YOU ARE AT:Archived ArticlesSHAREHOLDERS SUE PREMIERE TECHNOLOGIES

SHAREHOLDERS SUE PREMIERE TECHNOLOGIES

NEW YORK-At least four class-action shareholder lawsuits were filed between June 25 and July 1 against Premiere Technologies Inc., an Atlanta-based company that provides enhanced services to paging and other telecommunications carriers.

In January 1997, Paging Network Inc. began offering Premiere Technologies’ WorldLink platform of enhanced telephony services, according to an April 1997 research report by The Robinson-Humphrey Co. Inc., Atlanta.

All four lawsuits against Premiere Technologies were filed in the U.S. District Court for the Northern District of Georgia. Three charge the company with violating between April 2, 1997, and June 10 certain sections of the Securities Exchange Act of 1934. The fourth defines the so-called class period from Feb. 3 through June 10.

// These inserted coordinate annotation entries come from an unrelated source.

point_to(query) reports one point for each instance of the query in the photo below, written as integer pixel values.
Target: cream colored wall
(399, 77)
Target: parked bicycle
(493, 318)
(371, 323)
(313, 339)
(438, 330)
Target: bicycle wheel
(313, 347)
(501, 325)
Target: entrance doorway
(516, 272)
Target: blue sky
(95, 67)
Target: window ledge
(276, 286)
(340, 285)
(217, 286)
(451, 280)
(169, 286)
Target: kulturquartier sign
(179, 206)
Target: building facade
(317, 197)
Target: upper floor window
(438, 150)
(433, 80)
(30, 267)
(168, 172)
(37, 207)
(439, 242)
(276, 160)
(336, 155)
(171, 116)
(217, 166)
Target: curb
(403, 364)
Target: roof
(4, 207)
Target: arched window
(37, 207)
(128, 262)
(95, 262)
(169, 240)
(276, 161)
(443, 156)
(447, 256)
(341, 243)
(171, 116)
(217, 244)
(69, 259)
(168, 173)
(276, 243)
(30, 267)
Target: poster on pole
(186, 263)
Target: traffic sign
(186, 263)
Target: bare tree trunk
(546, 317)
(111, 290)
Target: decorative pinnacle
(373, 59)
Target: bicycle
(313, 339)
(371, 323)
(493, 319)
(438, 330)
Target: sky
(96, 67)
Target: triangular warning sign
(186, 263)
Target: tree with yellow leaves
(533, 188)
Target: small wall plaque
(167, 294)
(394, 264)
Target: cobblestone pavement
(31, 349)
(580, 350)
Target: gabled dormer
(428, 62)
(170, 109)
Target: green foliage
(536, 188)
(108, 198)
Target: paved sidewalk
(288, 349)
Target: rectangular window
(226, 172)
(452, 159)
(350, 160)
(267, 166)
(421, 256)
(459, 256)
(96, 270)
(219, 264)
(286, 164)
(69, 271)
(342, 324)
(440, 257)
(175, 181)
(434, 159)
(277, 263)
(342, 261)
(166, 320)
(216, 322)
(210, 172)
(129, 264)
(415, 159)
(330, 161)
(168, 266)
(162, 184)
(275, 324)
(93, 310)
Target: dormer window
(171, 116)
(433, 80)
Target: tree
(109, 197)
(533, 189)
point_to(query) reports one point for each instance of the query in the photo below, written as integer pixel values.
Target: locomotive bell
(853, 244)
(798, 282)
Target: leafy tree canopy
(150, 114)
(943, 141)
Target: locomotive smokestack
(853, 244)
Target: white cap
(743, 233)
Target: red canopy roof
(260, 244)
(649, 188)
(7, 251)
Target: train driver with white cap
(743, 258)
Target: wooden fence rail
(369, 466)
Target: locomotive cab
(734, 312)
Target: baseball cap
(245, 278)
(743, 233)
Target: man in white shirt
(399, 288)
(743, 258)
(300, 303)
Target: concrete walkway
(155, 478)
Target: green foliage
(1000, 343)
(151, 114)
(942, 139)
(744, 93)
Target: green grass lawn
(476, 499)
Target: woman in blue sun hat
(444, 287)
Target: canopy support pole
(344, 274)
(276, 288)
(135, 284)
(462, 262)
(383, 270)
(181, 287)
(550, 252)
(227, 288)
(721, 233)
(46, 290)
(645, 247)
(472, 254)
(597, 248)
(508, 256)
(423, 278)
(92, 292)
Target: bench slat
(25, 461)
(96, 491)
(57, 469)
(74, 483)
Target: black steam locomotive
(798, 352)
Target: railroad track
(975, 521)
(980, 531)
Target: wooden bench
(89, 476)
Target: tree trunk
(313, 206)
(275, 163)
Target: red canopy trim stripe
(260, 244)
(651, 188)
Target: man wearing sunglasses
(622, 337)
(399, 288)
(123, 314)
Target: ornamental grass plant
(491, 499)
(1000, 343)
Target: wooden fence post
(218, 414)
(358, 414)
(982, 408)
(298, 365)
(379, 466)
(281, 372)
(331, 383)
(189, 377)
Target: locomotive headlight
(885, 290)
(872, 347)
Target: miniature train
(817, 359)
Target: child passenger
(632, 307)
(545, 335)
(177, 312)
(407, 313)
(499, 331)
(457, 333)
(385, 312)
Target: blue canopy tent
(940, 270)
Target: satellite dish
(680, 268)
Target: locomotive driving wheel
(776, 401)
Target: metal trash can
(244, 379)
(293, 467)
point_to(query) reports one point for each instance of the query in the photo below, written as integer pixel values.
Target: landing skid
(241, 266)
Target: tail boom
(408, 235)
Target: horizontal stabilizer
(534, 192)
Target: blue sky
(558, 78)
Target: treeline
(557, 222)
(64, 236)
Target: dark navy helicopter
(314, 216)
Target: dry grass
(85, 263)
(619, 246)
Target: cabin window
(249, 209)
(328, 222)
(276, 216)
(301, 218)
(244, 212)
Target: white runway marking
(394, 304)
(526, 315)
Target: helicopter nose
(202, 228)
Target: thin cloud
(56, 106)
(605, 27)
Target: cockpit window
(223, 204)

“Because of the issuance of false and misleading statements and omissions about Premiere Technologies’ business and true financial condition, [its] common stock was artificially inflated during the class period,” said a June 26 announcement by the law firms of Chitwood & Harley and of Wolf Haldenstein Adler Freeman & Herz L.L.P.

“The market price of [the company’s] stock plummeted from a class-period high of $32.18 per share to close June 10 at $10.37 … In late May, the company filed with the [Securities and Exchange Commission] the April sale of 300,000 shares by Premiere President Boland Jones at $32.13.”

Responding to this first complaint, Premiere Technologies issued a statement that it had reviewed the lawsuit, believes it to be without merit and will defend against it vigorously.

All four complaints were filed following Premiere Technologies’ June 10 announcement that it expected a second-quarter, after-tax loss between 7 cents per share and 10 cents per share.

Savett Frutkin Podell & Ryan P.C., a Philadelphia law firm representing one of the complainants, said in its announcement of a lawsuit filed July 1: “Plaintiff alleges … that defendants deceived the investing public by touting the purported synergies and economies created by the company’s aggressive acquisition program, in particular the acquisition of Voice-Tel Enterprises (a provider of digital voice-mail services), while knowing throughout the class period that [Premiere Technologies] had neither the systems nor management structure in place to integrate the new acquisitions.”

Premiere’s consolidated services include universal messaging, voice mail, fax mail, e-mail, screen-based messaging, follow-me single number services, text-to-speech, voice recognition and electronic billing.